Oh man, I feel your pain. I've also slowly been moving back into 90s PC gaming nostalgia but pretty much everybody I shared it with has moved on. I myself have a family and a relatively "normie" gf so I can only take it so far...
I am kinda fascinated by you including furniture in your recreation. Care to tell us more?
PS first post, after lurking for years! Yay!
Back in the early 90's, we bought a Commodore 64 complete with drives, modem, printer, tons of software, and a computer desk. When we got our 486SX/33 in 1993, we used the same desk. When the 486 was upgraded to a tower-based 486DX2/66, I removed the middle shelf on the right side to accommodate the tower. Last year, someone posted a free desk, and it was the SAME make and model of that old desk. It was a little damaged, but not too bad, and I used a bunch of L-brackets to screw all of the parts together and make it solid.
I am buying old white/beige media boxes. I have one for 3.5 floppies (of which 20 just arrived in the mail today, all working and with unused labels,) one for 5.25 floppies (of which I bought 50 a year ago and they were all good, though one or two have gone bad since then,) and I am awaiting a 20 CD box which looks similar to the 5.25 floppy box. I have Creative Labs Cambridge Soundworks 4.1 speakers, and I have the front speakers on their little stands and the rear speakers sit on top with non-slip material, withn the rear speaker jack plugged into the Line-out on my AWE32, and the little speaker stacks are an approximate size of those old Labtec and other brand PC speakers, from back in the day. The media boxes are on top of one shelf, and my MT-32, SC-55, an external LS-120 drives, and my U.S. Robotics External Modem are all stacked on the bottom shelf, just above my beige/off-white horizontal desktop case. That case is bigger than the old 486SX-33 was, because it has three 5.25 bays (top drive is a quad speed, middle drive is a white DVD DL burner for reading burned discs and for transferring files, and bottom drive it the grey-green 5.25 floppy drive which doesn't match anything, color-wise.) The two 3.5 drives are a 1.44mb floppy drive, and a CF-to-IDE adapter drive in white.

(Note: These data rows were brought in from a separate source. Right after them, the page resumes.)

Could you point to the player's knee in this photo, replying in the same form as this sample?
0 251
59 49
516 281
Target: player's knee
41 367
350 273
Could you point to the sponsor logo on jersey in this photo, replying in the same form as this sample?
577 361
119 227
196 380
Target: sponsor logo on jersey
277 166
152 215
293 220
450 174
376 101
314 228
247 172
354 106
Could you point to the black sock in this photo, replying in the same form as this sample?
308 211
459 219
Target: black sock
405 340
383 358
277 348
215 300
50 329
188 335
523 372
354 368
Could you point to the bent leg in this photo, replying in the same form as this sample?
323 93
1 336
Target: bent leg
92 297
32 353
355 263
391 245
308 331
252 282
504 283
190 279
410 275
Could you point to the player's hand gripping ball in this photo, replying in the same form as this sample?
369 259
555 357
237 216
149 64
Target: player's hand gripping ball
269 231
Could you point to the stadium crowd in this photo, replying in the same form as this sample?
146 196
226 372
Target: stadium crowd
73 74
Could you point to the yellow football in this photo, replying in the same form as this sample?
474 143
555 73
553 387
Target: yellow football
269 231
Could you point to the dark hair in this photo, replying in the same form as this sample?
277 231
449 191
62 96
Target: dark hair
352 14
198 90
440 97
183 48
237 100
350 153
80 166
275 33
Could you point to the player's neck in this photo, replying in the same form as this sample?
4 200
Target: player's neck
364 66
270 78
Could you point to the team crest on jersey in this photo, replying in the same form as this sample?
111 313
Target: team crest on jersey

I am using a Gateway P3-era keyboard until I can replace it with a smaller AT keyboard, and I am using a USB intellimouse using a PS2 adapter, because as much as I love retro computing, I will never miss cleaning out a stuttering roller-ball mouse.
I have Gravis Gamepad Pro/Grip controllers (x4,) an early Sidewinder joystick which works in DOS, and a throttle/rudders which I think are CH. I am lacking a 90s networking switch and a white/beige printer of some sort which needs to be compatible with MS-DOS and Windows 3.x and I need to be able to buy ink for it. I have past threads about those items which I need to reread since things came up in life around then and caused me to put the project on hold.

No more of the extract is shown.